O Vasco, no entanto, não deixou a vida da ex-promessa. Alberoni frequenta os jogos do clube desde os tempos em que ainda vestia a camisa vascaína.

- Quando não era relacionado ia para a torcida e ficava balançando bandeira. O Renato Gaúcho até brincou sobre essa situação. Numa roda, ele perguntou: "Quem foi o jogador que estava que nem maluco no jogo ontem?". Todo mundo sabia que era eu, eu que ficava mais chateado quando a gente perdia. Se o Renato tivesse me aproveitado mais, a gente poderia ter tido melhores resultados. Ele ia ter um vascaíno de verdade correndo, dando a cara, ia suar sangue (risos). Ainda frequento estádio, vou para São Januário, Maracanã, estou direto na Sambarreira, eu vivo bastante o Vasco.

Formação e projetos sociais

Fora dos gramados, jovem e sem ter feito fortuna como jogador, Alberoni usou a experiência no campo para bancar o curso de Administração. Atuando no time da faculdade, ele usufruiu do Bolsa Atleta. Ao se formar, atuou seis anos na indústria farmacêutica e depois voltou ao futebol.

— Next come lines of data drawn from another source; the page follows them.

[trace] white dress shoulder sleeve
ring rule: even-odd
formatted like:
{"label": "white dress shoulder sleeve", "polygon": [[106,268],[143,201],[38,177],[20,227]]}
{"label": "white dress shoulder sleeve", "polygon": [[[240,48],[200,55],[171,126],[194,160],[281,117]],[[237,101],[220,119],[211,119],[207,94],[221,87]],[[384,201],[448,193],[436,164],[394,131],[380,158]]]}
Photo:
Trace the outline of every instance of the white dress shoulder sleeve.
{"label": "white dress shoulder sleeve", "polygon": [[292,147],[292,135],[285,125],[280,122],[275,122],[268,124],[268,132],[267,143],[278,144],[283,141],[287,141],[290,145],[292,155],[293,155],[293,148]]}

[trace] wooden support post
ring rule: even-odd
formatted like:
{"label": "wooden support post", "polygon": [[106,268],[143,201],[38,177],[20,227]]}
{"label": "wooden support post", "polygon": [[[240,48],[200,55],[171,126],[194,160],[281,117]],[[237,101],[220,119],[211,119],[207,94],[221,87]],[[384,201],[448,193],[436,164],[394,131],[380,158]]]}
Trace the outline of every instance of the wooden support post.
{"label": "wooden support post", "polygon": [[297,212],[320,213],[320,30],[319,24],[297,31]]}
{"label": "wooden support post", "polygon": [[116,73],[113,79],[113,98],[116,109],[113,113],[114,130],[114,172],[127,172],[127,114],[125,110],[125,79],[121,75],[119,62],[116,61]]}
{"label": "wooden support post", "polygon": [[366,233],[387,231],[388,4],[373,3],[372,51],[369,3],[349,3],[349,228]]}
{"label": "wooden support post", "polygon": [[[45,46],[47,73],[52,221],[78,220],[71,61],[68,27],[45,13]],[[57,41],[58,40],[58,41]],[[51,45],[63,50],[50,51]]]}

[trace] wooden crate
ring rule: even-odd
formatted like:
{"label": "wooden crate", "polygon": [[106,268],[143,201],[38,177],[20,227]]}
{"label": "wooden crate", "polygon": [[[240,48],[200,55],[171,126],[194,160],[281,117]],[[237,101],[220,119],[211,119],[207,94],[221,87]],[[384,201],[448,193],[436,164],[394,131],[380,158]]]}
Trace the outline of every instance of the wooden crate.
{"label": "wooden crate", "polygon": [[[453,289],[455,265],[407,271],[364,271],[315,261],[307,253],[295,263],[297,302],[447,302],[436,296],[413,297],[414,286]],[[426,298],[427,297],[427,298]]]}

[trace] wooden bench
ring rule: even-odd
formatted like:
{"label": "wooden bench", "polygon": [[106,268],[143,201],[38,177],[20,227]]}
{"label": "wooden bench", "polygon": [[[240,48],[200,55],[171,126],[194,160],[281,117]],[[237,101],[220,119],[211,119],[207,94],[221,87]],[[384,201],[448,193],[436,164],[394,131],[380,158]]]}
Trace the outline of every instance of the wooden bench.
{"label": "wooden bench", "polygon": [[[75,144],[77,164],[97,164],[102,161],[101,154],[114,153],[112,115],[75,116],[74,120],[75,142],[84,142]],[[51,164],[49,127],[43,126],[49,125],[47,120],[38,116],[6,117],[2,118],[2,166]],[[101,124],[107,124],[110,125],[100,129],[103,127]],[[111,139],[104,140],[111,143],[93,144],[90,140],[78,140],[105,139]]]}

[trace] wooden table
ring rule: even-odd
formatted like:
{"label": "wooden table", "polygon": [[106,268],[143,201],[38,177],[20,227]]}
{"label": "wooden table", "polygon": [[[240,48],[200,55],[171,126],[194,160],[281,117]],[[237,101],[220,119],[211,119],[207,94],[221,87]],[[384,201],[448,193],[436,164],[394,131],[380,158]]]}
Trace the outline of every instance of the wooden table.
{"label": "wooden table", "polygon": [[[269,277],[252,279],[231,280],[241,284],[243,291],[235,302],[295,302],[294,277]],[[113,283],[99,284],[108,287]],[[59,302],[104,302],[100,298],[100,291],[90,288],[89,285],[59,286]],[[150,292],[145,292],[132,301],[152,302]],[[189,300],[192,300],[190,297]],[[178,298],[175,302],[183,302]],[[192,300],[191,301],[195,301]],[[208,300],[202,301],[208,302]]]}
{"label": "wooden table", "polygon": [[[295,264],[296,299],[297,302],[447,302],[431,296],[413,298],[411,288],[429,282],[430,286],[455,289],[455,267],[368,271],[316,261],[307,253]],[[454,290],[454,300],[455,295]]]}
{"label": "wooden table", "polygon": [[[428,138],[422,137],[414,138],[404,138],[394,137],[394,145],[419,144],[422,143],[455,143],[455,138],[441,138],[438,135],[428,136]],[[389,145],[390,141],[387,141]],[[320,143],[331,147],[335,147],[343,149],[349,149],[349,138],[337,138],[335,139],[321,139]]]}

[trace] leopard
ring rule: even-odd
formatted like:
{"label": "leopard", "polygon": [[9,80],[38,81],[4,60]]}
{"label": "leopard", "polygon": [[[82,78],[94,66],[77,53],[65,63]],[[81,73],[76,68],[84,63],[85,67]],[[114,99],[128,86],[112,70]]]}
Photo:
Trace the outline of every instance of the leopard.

Hoje, junto com dois sócios, tem uma empresa de agenciamento de atletas, a Vision. Mas tem como ocupação principal ajudar outros garotos que sonham com a vida de atleta.

- Hoje, eu tenho um projeto social em Niterói, o Visão de Jogo, e sou gestor de outro projeto social aqui na cidade, o NASCE (Núcleo Avançado de Sustentabilidade, Cultura e Esporte). Meu maior desafio é conseguir impactar e transformar vidas através do esporte. Sou nascido e criado no Largo da Batalha, um bairro humilde de Niterói, e vejo que a vulnerabilidade das crianças está cada vez maior. O esporte me ajudou e continua me ajudando. Valores como disciplina, organização, responsabilidade... A palavra mais importante para quem quer se tornar atleta é renúncia, abrir mão de uma coisa para conquistar outra - destacou Alberoni.

- Além disso, eu conheço todos os continentes, falo três línguas, vivi experiências que não viveria se não fosse o futebol. Sou zero frustrado em ter sido uma das maiores promessas do futebol brasileiro e hoje ter que ralar o dia todo para pagar as contas e ainda ficar apertado. Falo para os pais que os filhos deles precisam estar ali não para se tornarem um Ronaldinho Gaúcho, mas para serem seres humanos dignos, com valores. Se ele não for um jogador profissional bem sucedido, ele pode ser um bom médico, advogado, jornalista e ser feliz - concluiu a ex-joia do Vasco.